WASHINGTON, D.C. -- While Sen. Hillary Rodham Clinton's presidential stock is rising among her congressional colleagues in Washington, prominent liberal Democrats in her home base of New York City privately express the opinion that she has unsolved political problems.
These critics note that Clinton's negative national ratings remain high (around 45 percent). She also generated similarly low ratings for her Senate re-election bid in New York last year, but she won in a landslide against token Republican opposition. Clinton's performance in Iowa last week received poor reviews from liberals at home, who did not laugh at her little joke aimed at husband Bill Clinton when she was asked about her ability to handle "evil, bad men."
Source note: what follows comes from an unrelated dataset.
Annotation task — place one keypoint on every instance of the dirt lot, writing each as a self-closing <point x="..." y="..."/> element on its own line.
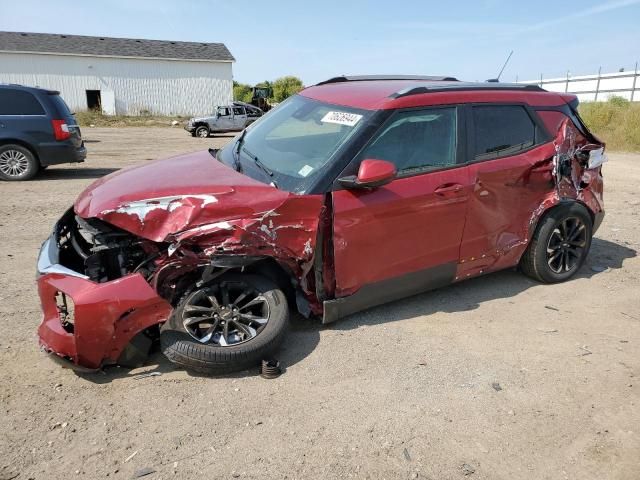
<point x="493" y="378"/>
The most likely left-of-center alternative to Clinton, in New York as elsewhere, appears to be former Sen. John Edwards of North Carolina.
British Prime Minister Tony Blair has requested Sen. John McCain contact the Rev. Ian Paisley, the hard-line Protestant leader in Northern Ireland, to press him to discuss a power-sharing plan.
McCain, a leading prospect for the 2008 Republican presidential nomination, has been increasingly active about Northern Ireland and has had contacts with Paisley. Since 2005, McCain has been actively engaged in promoting power sharing.
Paisley has told Irish Prime Minister Bertie Ahern that his party "will have nothing whatsoever to do" with a new special committee in the Irish Parliament to deal with issues concerning Northern Ireland.
Lobbyists for Rahm
A new, high-grade Democratic lobbying firm in Washington is sponsoring a top-dollar fund-raising breakfast for Rep. Rahm Emanuel, chairman of the House Democratic Caucus, Feb. 13 at the Phoenix Park Hotel on Capitol Hill.
The principal host is David W. Jones, who ran the extensive 2006 fund-raising campaign by Rep. Charles Rangel of New York. Jones and the other hosts listed on the invitation are all Democrats and former congressional staffers now associated with Capitol Counsel, a newly formed lobbyist firm unveiled after the 2006 election. They are Zahra Buck, Shannon Finley, James C. Gould, Daniel Papadopoulos and John D. Raffaelli.
The invitation to the 8:30 a.m. event appears to have been sent to names on the mailings by Rangel last year to get support for a Democratic-controlled House that made him Ways and Means Committee chairman. Recipients include Republican lobbyists who work on legislation at Ways and Means (which includes Emanuel as a member). The cost of attending: contributions ranging from $1,000 to $5,000 for Friends of Rahm Emanuel.